Rosalynn Carter, the president's wife, took Madame Cho Lin, wife of the visiting vice premier of China, to see the pandas at the zoo yesterday.

The day was dismal gray, a few flakes of snow falling, and all along the outside pen of the Giant Pandas (the size of black bears, after all) were erected low wooded platforms on which a great line of cameramen stood, each by his tripod.

One had the glum impression 86 rabbits were going to be executed and God have mercy on their souls, for those operating the cameras had heads in armor and jaws set for grim tasks.

The wind rose. No need now to visit Siberia ever. A whining moan was heard. Some said it was the elephant.

Before 3:15 p.m., the appointed time, a ragged procession came over the horizon. A man in a windbreaker, some women in black wool, the president's wife hatless and a bit pinched looking from the cold, draped in a grayish-brownish outer garment that caught all the spirit of January.

Cho, her face composed, marched with the rest to the site. Other Chinese in the party, in gray, followed along. One American in brilliant black, a noticeable well-cut suit -- really well turned out -- contrasted with everybody else. Some said he was from the State Department. He looked brisk and competent and stood out from all. He wore no top coat, and all admired his appearance. It is believed he suffered terribly.

And then the hour was at hand.

All faced the low cheerless house. A door opened.

Out came the panda. Shining Star is his name. (In Chinese, he is known as Hsing-Hsing.)

He waddled on all fours down a grassy knoll to 14 bamboo stalks, which had been set in the grass as if growing there.

The wind rose.

As he waddled down to the greenery, in the presence of Sino-American state witnesses, the cameras began to grind. A television announcer could be heard crooning into his machinery the sort of thing one expects of the national box.

And then Shining Star sat down on his rump, seized the first bamboo stalk (10 feet high) and pulled it out of the ground like Arthur with Excalibur. A murmur of admiration was heard. One believed there was hope for the world.
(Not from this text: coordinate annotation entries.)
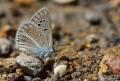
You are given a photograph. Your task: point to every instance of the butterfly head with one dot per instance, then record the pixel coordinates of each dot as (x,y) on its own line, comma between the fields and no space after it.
(50,53)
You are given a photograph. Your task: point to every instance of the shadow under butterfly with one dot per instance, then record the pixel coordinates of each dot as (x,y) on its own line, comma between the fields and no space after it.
(35,36)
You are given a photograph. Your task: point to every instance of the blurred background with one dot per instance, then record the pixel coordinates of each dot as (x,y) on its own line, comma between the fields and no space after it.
(73,21)
(78,25)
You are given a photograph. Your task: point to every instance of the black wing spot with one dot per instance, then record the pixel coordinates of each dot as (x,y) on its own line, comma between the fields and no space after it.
(45,29)
(39,24)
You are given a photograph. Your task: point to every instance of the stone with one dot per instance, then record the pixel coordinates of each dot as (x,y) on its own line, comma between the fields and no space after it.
(60,70)
(27,78)
(103,69)
(5,47)
(36,79)
(30,64)
(64,1)
(92,17)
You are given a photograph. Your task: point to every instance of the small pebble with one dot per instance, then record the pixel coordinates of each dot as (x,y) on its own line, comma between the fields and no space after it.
(28,78)
(93,18)
(60,70)
(30,64)
(23,2)
(19,71)
(36,79)
(114,64)
(5,47)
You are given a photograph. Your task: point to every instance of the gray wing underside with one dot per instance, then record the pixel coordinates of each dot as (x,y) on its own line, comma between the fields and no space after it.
(37,33)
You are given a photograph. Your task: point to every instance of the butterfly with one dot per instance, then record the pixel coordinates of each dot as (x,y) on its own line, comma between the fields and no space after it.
(35,36)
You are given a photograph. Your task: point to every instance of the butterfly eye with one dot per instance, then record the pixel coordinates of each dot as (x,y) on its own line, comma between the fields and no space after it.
(45,29)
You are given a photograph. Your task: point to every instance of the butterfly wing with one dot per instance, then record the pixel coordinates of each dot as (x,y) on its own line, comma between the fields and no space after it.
(42,21)
(36,35)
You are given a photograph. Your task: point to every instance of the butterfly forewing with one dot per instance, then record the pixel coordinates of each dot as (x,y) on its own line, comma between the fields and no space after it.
(36,35)
(41,20)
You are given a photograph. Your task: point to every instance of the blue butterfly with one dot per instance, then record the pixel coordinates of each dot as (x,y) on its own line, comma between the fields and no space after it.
(35,36)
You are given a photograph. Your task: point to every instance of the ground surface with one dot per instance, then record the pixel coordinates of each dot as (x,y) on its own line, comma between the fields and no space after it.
(86,35)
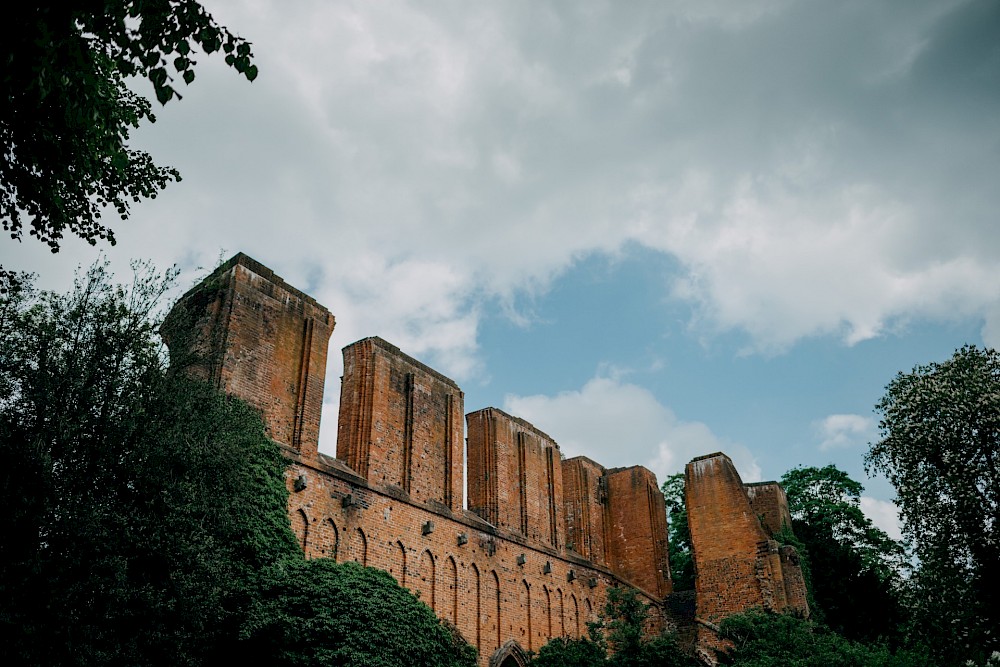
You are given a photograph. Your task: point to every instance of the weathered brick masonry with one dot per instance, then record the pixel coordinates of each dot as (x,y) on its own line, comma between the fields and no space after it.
(738,563)
(543,537)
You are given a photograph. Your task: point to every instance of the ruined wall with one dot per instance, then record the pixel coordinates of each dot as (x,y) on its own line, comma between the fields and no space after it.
(738,566)
(769,502)
(392,498)
(248,332)
(400,423)
(585,493)
(638,527)
(515,477)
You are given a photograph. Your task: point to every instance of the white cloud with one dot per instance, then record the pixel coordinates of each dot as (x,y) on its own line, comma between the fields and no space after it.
(420,159)
(883,514)
(844,431)
(621,424)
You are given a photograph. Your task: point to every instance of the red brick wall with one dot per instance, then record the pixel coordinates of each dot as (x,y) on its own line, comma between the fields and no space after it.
(260,339)
(638,524)
(464,580)
(400,423)
(515,477)
(738,566)
(393,497)
(585,494)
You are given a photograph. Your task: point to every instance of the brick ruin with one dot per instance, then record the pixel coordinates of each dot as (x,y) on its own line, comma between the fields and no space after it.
(539,540)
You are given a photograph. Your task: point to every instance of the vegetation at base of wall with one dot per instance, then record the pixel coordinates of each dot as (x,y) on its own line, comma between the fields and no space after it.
(616,639)
(317,612)
(765,639)
(145,514)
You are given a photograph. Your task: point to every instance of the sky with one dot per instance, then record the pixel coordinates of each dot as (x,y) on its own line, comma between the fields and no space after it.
(654,229)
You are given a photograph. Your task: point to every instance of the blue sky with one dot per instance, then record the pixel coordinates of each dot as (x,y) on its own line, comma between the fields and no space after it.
(654,229)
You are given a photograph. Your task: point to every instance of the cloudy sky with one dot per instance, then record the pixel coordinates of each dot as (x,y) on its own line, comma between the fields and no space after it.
(653,229)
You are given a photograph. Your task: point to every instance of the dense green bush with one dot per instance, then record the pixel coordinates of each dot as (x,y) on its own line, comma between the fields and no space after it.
(145,514)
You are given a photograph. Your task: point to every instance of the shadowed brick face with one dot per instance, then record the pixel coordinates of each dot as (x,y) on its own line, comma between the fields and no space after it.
(738,565)
(392,499)
(586,494)
(638,529)
(247,331)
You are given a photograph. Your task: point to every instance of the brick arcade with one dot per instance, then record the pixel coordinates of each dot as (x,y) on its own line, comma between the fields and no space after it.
(541,538)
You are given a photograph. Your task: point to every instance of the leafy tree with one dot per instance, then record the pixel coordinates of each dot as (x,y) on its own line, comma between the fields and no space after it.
(940,448)
(678,533)
(145,516)
(318,613)
(67,113)
(858,590)
(621,630)
(567,652)
(764,639)
(140,507)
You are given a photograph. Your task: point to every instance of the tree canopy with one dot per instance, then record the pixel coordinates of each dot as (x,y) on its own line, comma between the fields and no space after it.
(617,639)
(940,448)
(145,514)
(678,534)
(856,569)
(66,112)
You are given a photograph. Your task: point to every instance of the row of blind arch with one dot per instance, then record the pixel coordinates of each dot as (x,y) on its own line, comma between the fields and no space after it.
(542,615)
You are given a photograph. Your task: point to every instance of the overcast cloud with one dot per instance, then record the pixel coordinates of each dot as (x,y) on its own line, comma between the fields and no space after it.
(814,169)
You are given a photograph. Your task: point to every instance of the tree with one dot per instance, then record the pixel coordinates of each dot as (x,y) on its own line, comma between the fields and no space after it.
(67,112)
(762,639)
(858,592)
(622,631)
(678,533)
(145,513)
(940,448)
(319,613)
(140,507)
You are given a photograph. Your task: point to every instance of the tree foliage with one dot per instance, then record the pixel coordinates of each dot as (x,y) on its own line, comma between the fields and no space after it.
(66,112)
(621,631)
(764,639)
(940,448)
(859,587)
(318,613)
(145,514)
(139,506)
(678,534)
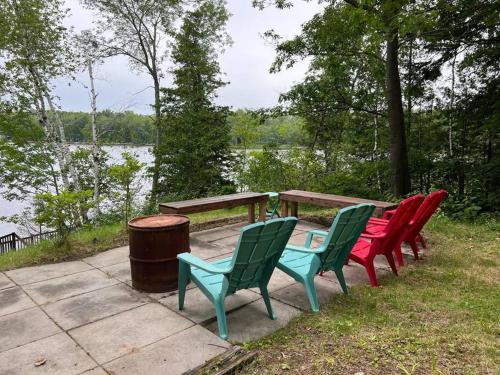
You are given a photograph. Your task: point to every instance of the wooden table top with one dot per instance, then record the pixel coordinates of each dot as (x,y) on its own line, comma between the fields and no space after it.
(327,199)
(222,200)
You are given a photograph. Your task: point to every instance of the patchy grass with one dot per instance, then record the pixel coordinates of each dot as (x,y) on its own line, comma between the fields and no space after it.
(79,244)
(87,242)
(441,316)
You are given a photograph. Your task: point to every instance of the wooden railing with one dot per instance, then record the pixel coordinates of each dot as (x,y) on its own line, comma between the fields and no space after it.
(13,242)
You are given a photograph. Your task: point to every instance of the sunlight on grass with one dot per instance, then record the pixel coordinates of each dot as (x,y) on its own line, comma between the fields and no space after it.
(439,317)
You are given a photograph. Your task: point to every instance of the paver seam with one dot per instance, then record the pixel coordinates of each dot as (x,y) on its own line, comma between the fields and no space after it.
(58,277)
(152,343)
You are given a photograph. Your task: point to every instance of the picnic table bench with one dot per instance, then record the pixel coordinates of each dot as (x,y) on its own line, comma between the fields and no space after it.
(291,199)
(224,201)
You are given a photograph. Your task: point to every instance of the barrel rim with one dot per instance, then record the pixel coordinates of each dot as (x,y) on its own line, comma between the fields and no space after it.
(156,229)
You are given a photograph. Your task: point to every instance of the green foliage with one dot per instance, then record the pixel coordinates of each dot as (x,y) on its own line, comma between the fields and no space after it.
(124,185)
(57,210)
(195,143)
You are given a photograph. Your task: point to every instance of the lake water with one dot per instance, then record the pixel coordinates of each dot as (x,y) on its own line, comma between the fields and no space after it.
(143,153)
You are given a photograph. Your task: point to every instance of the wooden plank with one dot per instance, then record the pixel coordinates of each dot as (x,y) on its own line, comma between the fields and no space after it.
(262,211)
(284,208)
(251,213)
(213,203)
(331,200)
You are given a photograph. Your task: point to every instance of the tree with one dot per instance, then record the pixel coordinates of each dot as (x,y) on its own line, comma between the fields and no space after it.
(366,27)
(138,30)
(124,184)
(195,149)
(34,51)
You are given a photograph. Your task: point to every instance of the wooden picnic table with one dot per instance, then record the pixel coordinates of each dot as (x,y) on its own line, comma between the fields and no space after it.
(224,201)
(293,197)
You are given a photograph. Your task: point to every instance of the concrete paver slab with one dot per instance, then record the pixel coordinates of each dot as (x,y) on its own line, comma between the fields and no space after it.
(35,274)
(62,355)
(128,331)
(173,356)
(236,227)
(55,289)
(108,258)
(206,250)
(14,299)
(354,274)
(300,239)
(228,242)
(279,280)
(5,282)
(95,371)
(120,271)
(307,226)
(23,327)
(213,234)
(296,294)
(89,307)
(251,322)
(199,309)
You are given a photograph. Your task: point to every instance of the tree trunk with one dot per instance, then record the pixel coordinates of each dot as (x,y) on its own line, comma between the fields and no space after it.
(156,152)
(95,146)
(398,149)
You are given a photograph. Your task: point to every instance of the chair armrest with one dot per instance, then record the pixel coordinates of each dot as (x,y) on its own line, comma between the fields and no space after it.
(201,264)
(303,249)
(319,232)
(373,236)
(310,235)
(388,214)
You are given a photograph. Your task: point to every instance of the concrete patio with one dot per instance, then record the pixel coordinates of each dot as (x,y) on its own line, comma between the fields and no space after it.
(83,317)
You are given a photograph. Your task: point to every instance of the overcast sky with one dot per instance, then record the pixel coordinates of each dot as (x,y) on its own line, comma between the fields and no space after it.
(245,64)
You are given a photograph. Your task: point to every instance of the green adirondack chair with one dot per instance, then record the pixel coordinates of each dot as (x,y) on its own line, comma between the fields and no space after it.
(258,250)
(303,263)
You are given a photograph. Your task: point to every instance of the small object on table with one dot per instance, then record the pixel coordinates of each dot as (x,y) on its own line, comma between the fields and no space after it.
(248,199)
(273,209)
(154,244)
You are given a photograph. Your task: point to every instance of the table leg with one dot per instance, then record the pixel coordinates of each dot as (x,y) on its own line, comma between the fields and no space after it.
(262,211)
(251,213)
(284,208)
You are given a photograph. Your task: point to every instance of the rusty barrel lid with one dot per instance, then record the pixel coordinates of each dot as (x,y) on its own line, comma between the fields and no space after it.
(158,222)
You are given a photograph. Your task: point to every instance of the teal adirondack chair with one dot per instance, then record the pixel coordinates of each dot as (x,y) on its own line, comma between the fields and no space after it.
(303,263)
(258,250)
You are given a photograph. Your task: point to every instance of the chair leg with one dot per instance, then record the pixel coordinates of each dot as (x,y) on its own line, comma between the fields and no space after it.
(422,240)
(311,293)
(340,277)
(399,255)
(184,271)
(392,263)
(370,269)
(414,247)
(221,318)
(265,296)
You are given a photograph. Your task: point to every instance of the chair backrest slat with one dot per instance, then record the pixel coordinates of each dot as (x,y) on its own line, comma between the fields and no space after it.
(396,227)
(344,232)
(426,210)
(258,251)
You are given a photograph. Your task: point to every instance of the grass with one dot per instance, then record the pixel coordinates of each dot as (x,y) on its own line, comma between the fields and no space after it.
(87,242)
(440,316)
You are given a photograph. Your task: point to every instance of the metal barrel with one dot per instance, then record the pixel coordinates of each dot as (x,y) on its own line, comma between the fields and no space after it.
(154,244)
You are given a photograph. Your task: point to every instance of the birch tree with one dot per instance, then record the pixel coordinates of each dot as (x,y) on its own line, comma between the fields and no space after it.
(92,55)
(138,29)
(35,51)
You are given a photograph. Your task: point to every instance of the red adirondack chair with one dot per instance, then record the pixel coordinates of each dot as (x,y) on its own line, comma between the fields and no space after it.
(386,241)
(413,231)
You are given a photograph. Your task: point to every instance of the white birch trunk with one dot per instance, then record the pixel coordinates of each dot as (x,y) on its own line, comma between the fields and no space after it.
(95,146)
Not everyone can shuck the outer sheath of a phyllostachys or semiarundinaria (there are 30 different hardy bamboos suitable for pandas).

But with the finesse born of immemorial centuries in the austere oriental recesses of Szechuan, the panda peeled the phyllostachys, broke it into neat plumes of salad and (for royalty knows no restraints) began to chomp with his especially fine molars without even casting a glance at the variegated commoners peering at him. Amy, the president's daughter, was among those admiring a real pro at work.

Unlike them, he was done up in fur white as lilies, climaxed here and there with jetty fuzzy ears and patches about the eyes.

The wind rose.But what had been a grim scene began to lighten. Reporters investigated to see if the sun had broken through. (It had not.)

The women and their attendants smiled.

People who had said, "This is the dumbest exercise yet," began to think better of Fate.

Shining Star finished one culm and heaved the next one out of the ground.

The Lesser Pandas in the next lot peered down from the branches where they had been frolicking about trying to look like leopards (they have rufous fur) much as Billy Carter might play Rasputin in the Plains Little Theater.

"By God," said a female press person, "by God," and a certain softness touched her voice.

The elephants and giraffes looked over -- they sensed something notable was going on.

Shining Star was on his third bamboo.

He and his mate (no progeny yet) were gifts of the People's Republic in 1972.

Former president Richard Nixon was conspicuously absent from yesterday's ceremonial viewing of the pandas. Some felt that no matter what one wished to say of Nixon in some areas of leadership, he played a great role in acquiring these pandas and should have been present.

After 10 minutes or so, the official party straggled back toward the horizon into 12 cars, and took off like rockets for the next great event, such as, perhaps, a hamburger in a warm room.

Meanwhile, Shining Star was all deserted.The tripods and photographers packed up and left. Shining Star was on his fifth bamboo.

The wind rose. The great ones come and go. But supper is supper and Shining Star was putting first things first.